Nan started laughing, and picked up her water bottle and twisted the lid. “It’s official, Bro. Tonight…double date.”
“Make that a triple,” Ever interrupted, looking at Jared across the table hopefully.
Jared’s head snapped up, and he stared at the four of them in horror…once he realized what they were saying.
Brody groaned. Mina turned beet red, Nan laughed, and Ever glared at Jared, who finally quit playing with his food and buried his head in his hands.
Chapter 10
“Mina, I don’t think I can go through with this,” Nan cried out, pacing back and forth in Mina’s bedroom, her long skirt swishing back and forth, her gold-toned sandals flopping on the hardwood floor.
“Go through with what—the date?” Mina asked. She looked at herself in the mirror and sighed. This was the best she was going to look. She had pulled her long wavy brown hair into a side ponytail and let it trail down her left shoulder. She wore shorts, a sapphire-blue tank top, sandals, and a short tan jacket with an inside pocket, into which she’d tucked the smallest version of the Grimoire. She was no Nan or Savannah; she could never compete with them. But she thought she looked pretty good.
“I’m scared to go on a date with Brody,” Nan admitted before crashing onto Mina’s bed and staring around the room as if she was seeing it for the first time. Well, she was, but opulence or poverty never mattered to Nan. Even when Mina lived in a run-down flat above a Chinese restaurant, Nan never cared.
“But you two have been dating for four months. How could you be nervous?” Mina answered.
“It’s not like you think. Our dates have consisted of mostly sitting at the lunch table the last few weeks of the school year, and a few movies. Then we went our separate ways the whole summer, and we barely talked, Mina. This whole thing moved really fast. I’m not really sure what to think of it.”
“Why didn’t you talk to him about it?”
“I don’t know. I mean, he woke me out of a coma with a kiss, so that means he must like me. And of course it was all really sweet the way Brody looked after me when I got out of the hospital. He pulled the chair out for me, carried my books. But we’ve only ever kissed one time after that, and I was the one who instigated it—and that was before we left for the summer. It’s been really awkward since. It’s like we’re better friends than boyfriend and girlfriend. We used to call each other every day, then it became every other day, and now once a week. I mean, it’s Friday night! Our first Friday night back together for the whole summer, so of course it means a date. But please, oh, please, Mina. I can’t go on this date alone. What if my fears are correct—what if we’re only friends?”
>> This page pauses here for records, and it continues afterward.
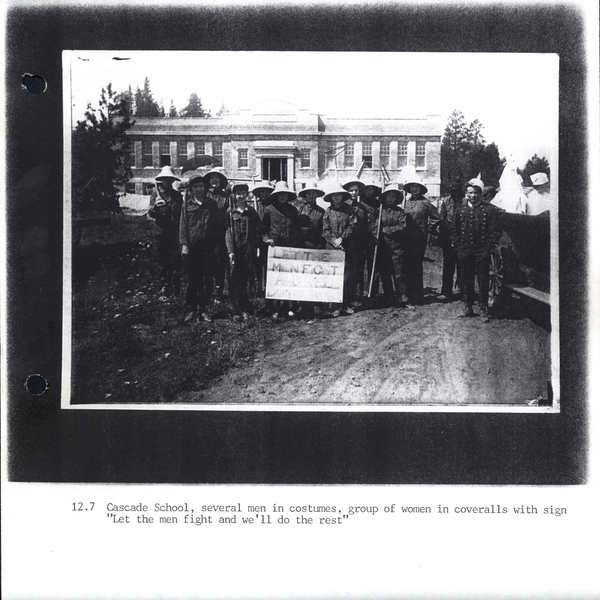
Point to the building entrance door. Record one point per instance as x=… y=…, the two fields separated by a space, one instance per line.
x=274 y=169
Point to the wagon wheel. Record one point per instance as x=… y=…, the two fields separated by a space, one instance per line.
x=496 y=274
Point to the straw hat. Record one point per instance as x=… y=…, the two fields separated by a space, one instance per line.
x=281 y=187
x=311 y=186
x=373 y=185
x=166 y=173
x=194 y=176
x=391 y=187
x=539 y=178
x=336 y=188
x=413 y=181
x=221 y=176
x=476 y=182
x=262 y=185
x=360 y=184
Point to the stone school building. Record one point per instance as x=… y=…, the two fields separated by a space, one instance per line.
x=277 y=140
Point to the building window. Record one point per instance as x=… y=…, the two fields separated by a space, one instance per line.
x=385 y=154
x=218 y=153
x=243 y=158
x=368 y=155
x=420 y=157
x=349 y=155
x=331 y=153
x=129 y=155
x=402 y=154
x=147 y=153
x=165 y=153
x=181 y=153
x=305 y=158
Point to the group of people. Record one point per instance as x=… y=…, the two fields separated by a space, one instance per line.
x=223 y=231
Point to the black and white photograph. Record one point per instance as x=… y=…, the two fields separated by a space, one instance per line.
x=357 y=243
x=300 y=300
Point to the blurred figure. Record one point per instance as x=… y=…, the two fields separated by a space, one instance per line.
x=539 y=199
x=281 y=227
x=261 y=192
x=475 y=232
x=242 y=239
x=392 y=243
x=217 y=189
x=165 y=210
x=448 y=207
x=199 y=235
x=360 y=243
x=422 y=219
x=339 y=224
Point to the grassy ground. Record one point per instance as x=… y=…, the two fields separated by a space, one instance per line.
x=129 y=342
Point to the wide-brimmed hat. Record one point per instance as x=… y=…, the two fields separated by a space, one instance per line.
x=476 y=182
x=221 y=176
x=391 y=187
x=335 y=188
x=281 y=187
x=194 y=176
x=166 y=173
x=539 y=178
x=422 y=186
x=360 y=184
x=311 y=186
x=262 y=185
x=489 y=193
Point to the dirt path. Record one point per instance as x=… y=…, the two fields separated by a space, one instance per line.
x=425 y=356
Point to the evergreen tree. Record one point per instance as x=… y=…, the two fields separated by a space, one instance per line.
x=464 y=153
x=194 y=108
x=145 y=105
x=99 y=147
x=128 y=102
x=534 y=165
x=223 y=110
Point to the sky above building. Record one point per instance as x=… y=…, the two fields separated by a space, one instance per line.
x=514 y=96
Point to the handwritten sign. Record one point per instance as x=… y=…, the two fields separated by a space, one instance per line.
x=305 y=274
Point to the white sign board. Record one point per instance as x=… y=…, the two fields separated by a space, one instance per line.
x=305 y=274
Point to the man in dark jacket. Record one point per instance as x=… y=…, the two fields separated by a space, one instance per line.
x=242 y=239
x=475 y=231
x=200 y=233
x=449 y=205
x=165 y=210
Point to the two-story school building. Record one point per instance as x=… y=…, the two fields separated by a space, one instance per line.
x=277 y=140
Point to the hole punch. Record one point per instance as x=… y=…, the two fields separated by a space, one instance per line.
x=36 y=384
x=34 y=84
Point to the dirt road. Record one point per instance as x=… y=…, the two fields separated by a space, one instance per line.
x=425 y=356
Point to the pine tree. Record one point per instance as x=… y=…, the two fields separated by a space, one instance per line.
x=223 y=110
x=99 y=147
x=464 y=153
x=145 y=105
x=194 y=108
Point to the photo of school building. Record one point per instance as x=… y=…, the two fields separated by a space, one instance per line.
x=277 y=140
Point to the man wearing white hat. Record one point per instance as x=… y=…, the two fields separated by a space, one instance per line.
x=475 y=232
x=538 y=200
x=261 y=192
x=281 y=227
x=165 y=209
x=423 y=219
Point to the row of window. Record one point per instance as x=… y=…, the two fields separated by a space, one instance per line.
x=305 y=158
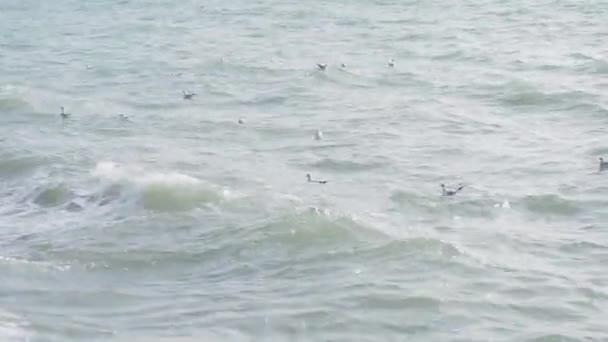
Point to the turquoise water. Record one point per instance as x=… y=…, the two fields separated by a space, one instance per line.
x=180 y=224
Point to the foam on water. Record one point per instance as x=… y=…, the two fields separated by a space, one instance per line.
x=182 y=224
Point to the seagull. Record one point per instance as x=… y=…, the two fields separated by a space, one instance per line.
x=603 y=164
x=310 y=180
x=445 y=192
x=63 y=114
x=188 y=96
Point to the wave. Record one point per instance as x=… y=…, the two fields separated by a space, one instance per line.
x=13 y=328
x=15 y=165
x=313 y=227
x=550 y=204
x=161 y=191
x=345 y=165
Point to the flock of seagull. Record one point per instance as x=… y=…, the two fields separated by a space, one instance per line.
x=187 y=95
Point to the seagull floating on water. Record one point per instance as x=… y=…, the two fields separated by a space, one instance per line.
x=188 y=96
x=445 y=192
x=603 y=164
x=63 y=114
x=310 y=180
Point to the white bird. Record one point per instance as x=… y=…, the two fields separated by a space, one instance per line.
x=445 y=192
x=63 y=114
x=603 y=164
x=310 y=180
x=188 y=96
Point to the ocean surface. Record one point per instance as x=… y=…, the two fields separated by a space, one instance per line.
x=182 y=224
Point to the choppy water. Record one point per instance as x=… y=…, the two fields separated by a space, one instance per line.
x=183 y=225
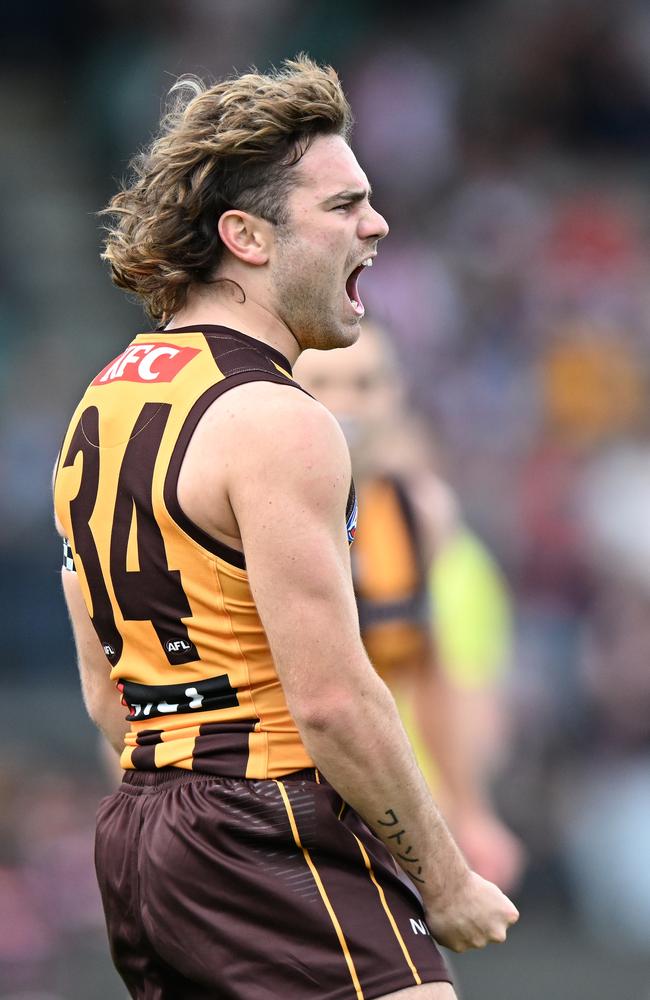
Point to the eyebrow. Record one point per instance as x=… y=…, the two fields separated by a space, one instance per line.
x=349 y=196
Nan’s words made Mina’s spirit soar and then come crashing down in a mash-up of confusion and hurt for her friend’s plight. It was what she secretly wanted to hear, but at the same time, she would never wish for this to happen to her best friend. Oh, the mixed feelings it created, and right in the middle of her own nightmarish plot of trying to save her brother. She was so torn, but she needed to get Jared on her good side and help her cross over.
“It will be fine,” Mina said, encouraging her. “If you need a quick escape, I’ll just dump my pop on myself, and we’ll have to go home early. How’s that?”
Nan’s blue eyes widened in disbelief. “You would do that for me?”
“Well, it’s a fifty-fifty shot it’s going to happen anyway tonight, so yeah, I would do that for you.”
“Mina, you are the best friend ever!” Nan hugged Mina before they headed downstairs to wait for the rest of their troupe.
Sara was sitting quietly in a rocking chair in the library, staring at a blank spot on the wall where a very obvious picture had previously hung. Mina knew from the size of the spot that it was where her father’s picture had been. Did Sara somehow know?